Jeudi soir, la porte-parole de l’exécutif américain, Sarah Sanders, avait annoncé qu’« un petit groupe de maintien de la paix d’environ 200 soldats restera en Syrie pour un certain temps ». Mais pour M. Trump, qui s’est exprimé à ce sujet vendredi 22 février, il n’est pas question de faire « machine arrière ». Le sénateur républicain Lindsey Graham, qui s’était publiquement opposé au retrait militaire total de Syrie, s’est pour sa part félicité sur la chaîne Fox News de la décision du président américain, qui a « ajusté sa politique ». M. Graham a qualifié la résolution prise de « très bon plan (…). Ces 200 soldats vont probablement attirer 1 000 Européens ».

Pas de changement dans la campagne militaire

« Des milliers d’Européens ont été tués par des combattants de l’EI venus de Syrie en Europe, a affirmé le sénateur, exagérant largement le nombre de victimes des attentats attribués à l’EI en Europe. Maintenant, la tâche incombe à l’Europe. 80 % de l’opération devrait être européenne et peut-être 20 % pour nous. »

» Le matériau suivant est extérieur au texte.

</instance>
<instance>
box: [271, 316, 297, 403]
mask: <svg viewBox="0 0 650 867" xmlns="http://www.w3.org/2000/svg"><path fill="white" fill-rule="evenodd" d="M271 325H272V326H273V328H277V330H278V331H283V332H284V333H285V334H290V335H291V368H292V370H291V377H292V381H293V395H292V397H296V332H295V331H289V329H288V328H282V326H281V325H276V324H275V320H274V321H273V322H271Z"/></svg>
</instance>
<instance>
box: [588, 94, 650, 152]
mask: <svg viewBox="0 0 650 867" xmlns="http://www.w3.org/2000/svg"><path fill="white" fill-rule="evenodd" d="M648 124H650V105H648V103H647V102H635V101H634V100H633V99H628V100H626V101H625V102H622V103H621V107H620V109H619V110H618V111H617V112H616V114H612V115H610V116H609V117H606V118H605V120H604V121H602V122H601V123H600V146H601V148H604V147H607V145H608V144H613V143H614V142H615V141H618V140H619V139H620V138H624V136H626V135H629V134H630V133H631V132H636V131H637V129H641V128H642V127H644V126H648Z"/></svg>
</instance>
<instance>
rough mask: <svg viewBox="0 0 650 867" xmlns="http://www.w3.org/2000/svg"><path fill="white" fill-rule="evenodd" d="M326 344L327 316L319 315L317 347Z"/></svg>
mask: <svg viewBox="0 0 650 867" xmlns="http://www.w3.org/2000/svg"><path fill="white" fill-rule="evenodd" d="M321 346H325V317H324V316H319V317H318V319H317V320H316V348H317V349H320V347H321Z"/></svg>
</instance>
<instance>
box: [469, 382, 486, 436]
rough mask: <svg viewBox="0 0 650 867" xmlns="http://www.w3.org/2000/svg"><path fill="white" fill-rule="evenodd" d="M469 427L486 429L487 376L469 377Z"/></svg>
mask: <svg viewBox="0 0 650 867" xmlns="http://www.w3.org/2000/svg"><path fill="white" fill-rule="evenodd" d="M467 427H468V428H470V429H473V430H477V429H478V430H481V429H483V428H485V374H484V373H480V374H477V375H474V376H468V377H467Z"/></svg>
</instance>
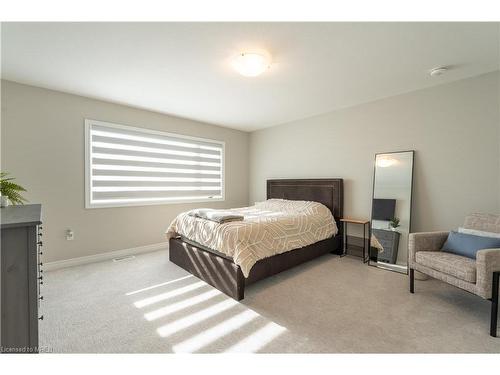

Selon les estimations du Global Terrorism Index, établi annuellement par le centre de recherche Institute for Economics and Peace, le terrorisme a fait quelque 700 morts en Europe depuis 2014, année de l’autoproclamation par l’EI de son « califat » sur un large territoire à cheval sur la Syrie et l’Irak. Mais M. Trump souhaite retirer les troupes américaines des théâtres extérieurs comme la Syrie et l’Afghanistan, conformément à son slogan « l’Amérique d’abord ».

Le chef d’état-major américain, le général Joe Dunford, s’est déclaré convaincu que les Européens accepteraient de participer à cette force maintenant que les Etats-Unis ont accepté de maintenir certains effectifs. « Il n’y a aucun changement dans la campagne militaire, a-t-il précisé à la presse. Les ressources sont ajustées parce que la menace a changé. »

Ne pas abandonner les Kurdes à leur sort

L’objectif est double : maintenir un effort antiterroriste pour éviter la résurgence de l’EI, passé dans la clandestinité, mais aussi ne pas abandonner à leur sort les Kurdes et leurs alliés arabes au sein des Forces démocratiques syriennes (FDS) qui ont mené sur le sol syrien les combats contre l’EI, avec l’appui de la coalition, et que la Turquie menace d’attaquer. « Nous avons besoin d’une zone tampon entre la Turquie et les Forces démocratiques, a indiqué M. Graham. On ne veut pas finir une guerre et en déclencher une autre. »

Le secrétaire à la défense américain, Patrick Shanahan, a assuré que la mission des militaires américains en Syrie n’avait pas changé, en recevant vendredi le ministre turc de la défense, Hulusi Akar. « La transition à laquelle nous travaillons est la stabilisation et l’amélioration des capacités des forces de sécurité locales, a ajouté le secrétaire à la défense. Nous ferons ça en partenaires stratégiques. »

« Pas de Français au sol sans Américains »

Son homologue turc a tenu à souligner qu’Ankara n’avait rien contre les populations kurdes de Syrie. « Ce que nous combattons, ce sont les organisations terroristes », a-t-il ajouté, en référence à la milice kurde des Unités de protection du peuple (YPG), une des composantes, essentiellement kurde, des FDS. L’idée de cette zone de sécurité avait été fraîchement accueillie par les Européens, qui avaient été pris de court par la décision unilatérale de M. Trump de se retirer de Syrie.

« Il est totalement hors de question d’avoir des Français au sol sans les Américains » sur le terrain, avait affirmé à l’AFP une source française. Questionné vendredi, un responsable militaire a indiqué sous le couvert de l’anonymat que si le nombre exact des militaires qui participeront à la force américaine évoquée par la Maison Blanche et sa composition n’étaient pas encore connus, l’objectif était d’en faire « une force qui puisse rendre les choses possibles ». Outre les 200 militaires dans le nord-est, Washington compte maintenir une présence sur la base américaine d’Al-Tanf, dans le sud du pays.